= Elias von Steinmeyer =

German philologist

Elias von Steinmeyer (8 February 1848, in Nowawes, near Potsdam - 8 March 1922, in Erlangen) was a German philologist.

He studied philology at the University of Berlin, and from 1870 worked as an assistant in the private state archives in Berlin. In 1873 he was named an associate professor at the University of Strasbourg, and in 1877 became a full professor of German philology at the University of Erlangen. From 1874 to 1890 he was the editor of the Zeitschrift für deutsches Altertum. He is best known for Die kleineren althochdeutschen Sprachdenkmaler (1916) and the Althochdeutsche Glossen (five volumes, 1879-1922, with Eduard Sievers).

His correspondence with Robert Priebsch was edited and published by Priebsch's son-in-law August Closs. He was the author of numerous biographies in the Allgemeine Deutsche Biographie.
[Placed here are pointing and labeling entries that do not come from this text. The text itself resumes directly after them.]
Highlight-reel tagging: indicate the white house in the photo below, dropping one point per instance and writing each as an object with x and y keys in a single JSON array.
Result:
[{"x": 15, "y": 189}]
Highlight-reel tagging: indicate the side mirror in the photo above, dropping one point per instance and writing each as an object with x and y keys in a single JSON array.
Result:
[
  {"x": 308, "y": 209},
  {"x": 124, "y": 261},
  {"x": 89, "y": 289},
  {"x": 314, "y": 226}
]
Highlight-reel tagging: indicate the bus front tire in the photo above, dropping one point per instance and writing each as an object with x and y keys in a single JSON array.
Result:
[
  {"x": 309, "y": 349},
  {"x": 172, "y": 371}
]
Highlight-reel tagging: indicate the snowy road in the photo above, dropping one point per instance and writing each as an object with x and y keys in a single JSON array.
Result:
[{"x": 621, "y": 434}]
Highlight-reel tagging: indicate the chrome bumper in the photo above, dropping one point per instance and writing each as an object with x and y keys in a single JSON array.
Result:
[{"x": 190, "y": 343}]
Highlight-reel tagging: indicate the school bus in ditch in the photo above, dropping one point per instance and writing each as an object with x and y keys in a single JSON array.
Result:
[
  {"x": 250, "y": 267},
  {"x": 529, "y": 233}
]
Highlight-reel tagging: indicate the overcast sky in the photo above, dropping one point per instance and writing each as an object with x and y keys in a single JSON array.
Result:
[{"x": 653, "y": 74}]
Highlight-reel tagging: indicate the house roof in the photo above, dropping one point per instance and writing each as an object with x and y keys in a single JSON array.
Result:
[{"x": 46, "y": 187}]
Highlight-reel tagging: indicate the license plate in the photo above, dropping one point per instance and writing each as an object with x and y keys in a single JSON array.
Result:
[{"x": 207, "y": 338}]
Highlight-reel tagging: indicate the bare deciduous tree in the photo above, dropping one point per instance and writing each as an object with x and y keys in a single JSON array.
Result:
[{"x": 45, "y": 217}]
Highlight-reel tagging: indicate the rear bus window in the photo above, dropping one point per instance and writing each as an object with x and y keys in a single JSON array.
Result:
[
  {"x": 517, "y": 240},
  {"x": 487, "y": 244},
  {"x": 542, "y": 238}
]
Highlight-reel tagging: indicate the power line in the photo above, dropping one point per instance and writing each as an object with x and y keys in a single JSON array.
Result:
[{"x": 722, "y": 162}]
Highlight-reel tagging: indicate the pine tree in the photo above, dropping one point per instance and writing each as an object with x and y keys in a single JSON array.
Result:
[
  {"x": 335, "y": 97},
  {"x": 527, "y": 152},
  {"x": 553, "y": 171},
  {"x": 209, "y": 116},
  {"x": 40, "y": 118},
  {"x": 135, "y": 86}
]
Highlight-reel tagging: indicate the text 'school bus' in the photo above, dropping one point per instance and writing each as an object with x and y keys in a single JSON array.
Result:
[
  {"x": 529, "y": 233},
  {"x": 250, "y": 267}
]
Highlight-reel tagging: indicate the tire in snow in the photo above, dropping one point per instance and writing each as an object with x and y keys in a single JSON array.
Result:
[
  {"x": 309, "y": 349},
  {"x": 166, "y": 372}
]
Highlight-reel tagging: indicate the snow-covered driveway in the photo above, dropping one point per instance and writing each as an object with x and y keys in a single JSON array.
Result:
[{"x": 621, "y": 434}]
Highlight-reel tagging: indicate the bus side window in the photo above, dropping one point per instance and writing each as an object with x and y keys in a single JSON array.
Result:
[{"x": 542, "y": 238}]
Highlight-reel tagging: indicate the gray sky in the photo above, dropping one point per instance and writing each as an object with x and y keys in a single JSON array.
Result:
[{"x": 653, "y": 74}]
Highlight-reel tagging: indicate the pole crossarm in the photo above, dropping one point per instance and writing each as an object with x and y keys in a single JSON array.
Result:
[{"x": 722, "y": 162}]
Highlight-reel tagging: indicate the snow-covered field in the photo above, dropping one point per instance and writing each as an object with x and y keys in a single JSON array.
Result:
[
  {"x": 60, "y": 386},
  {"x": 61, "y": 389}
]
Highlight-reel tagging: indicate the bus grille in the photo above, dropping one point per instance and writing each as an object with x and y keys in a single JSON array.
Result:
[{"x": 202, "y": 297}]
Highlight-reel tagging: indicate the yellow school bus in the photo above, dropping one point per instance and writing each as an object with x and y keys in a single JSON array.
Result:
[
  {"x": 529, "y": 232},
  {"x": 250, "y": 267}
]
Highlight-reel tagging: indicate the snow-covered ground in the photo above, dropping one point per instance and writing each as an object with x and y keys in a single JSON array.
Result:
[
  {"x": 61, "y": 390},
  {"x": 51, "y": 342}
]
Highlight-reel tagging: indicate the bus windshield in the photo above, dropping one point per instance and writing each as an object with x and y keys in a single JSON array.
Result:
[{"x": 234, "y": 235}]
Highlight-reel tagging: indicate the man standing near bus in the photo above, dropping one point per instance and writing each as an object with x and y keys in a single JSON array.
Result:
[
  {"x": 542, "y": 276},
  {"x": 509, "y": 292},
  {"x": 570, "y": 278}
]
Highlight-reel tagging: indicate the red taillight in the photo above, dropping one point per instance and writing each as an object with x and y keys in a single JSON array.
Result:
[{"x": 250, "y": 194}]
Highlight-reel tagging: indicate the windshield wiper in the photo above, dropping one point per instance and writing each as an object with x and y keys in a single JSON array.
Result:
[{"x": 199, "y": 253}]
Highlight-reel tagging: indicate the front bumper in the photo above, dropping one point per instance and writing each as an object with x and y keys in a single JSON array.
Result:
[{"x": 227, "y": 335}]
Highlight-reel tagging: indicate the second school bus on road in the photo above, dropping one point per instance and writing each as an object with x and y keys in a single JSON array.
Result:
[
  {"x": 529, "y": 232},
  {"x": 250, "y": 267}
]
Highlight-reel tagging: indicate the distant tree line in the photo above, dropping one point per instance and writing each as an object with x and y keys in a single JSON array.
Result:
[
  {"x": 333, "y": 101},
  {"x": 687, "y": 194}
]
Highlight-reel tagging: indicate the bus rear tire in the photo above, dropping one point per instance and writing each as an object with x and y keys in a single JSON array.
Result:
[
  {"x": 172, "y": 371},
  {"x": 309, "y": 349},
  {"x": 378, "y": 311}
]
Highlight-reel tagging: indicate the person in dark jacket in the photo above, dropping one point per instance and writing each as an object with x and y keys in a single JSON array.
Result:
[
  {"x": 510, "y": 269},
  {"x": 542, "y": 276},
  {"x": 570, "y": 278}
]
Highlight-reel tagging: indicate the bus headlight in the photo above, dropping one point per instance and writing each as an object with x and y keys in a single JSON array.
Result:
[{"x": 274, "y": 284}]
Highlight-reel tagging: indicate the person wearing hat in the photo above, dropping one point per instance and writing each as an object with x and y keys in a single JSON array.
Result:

== Selected published works ==
- Die Althochdeutschen Glossen, with Eduard Sievers.
  - Volume 1: Glossen zu biblischen Schriften (1879).
  - Volume 2: Glossen zu nichtbiblischen Schriften (1882).
  - Volume 3: Sachlich geordnete Glossare (1895).
  - Volume 4: Alphabetisch geordnete Glossare. Adespota. Addenda to vols 1-3. Handschriftenverzeichnis (index of manuscripts) (1898).
  - Volume 5: Ergänzungen und Untersuchungen (1922).
- Denkmäler deutscher Poesie und Prosa aus dem VIII-XII. Jahrhundert 2 vols., ed. Karl Müllenhoff and Wilhelm Scherer; 3rd ed. Berlin: Weidmann, 1892.
- Die kleineren althochdeutschen Sprachdenkmäler Berlin: Weidmann, 1916.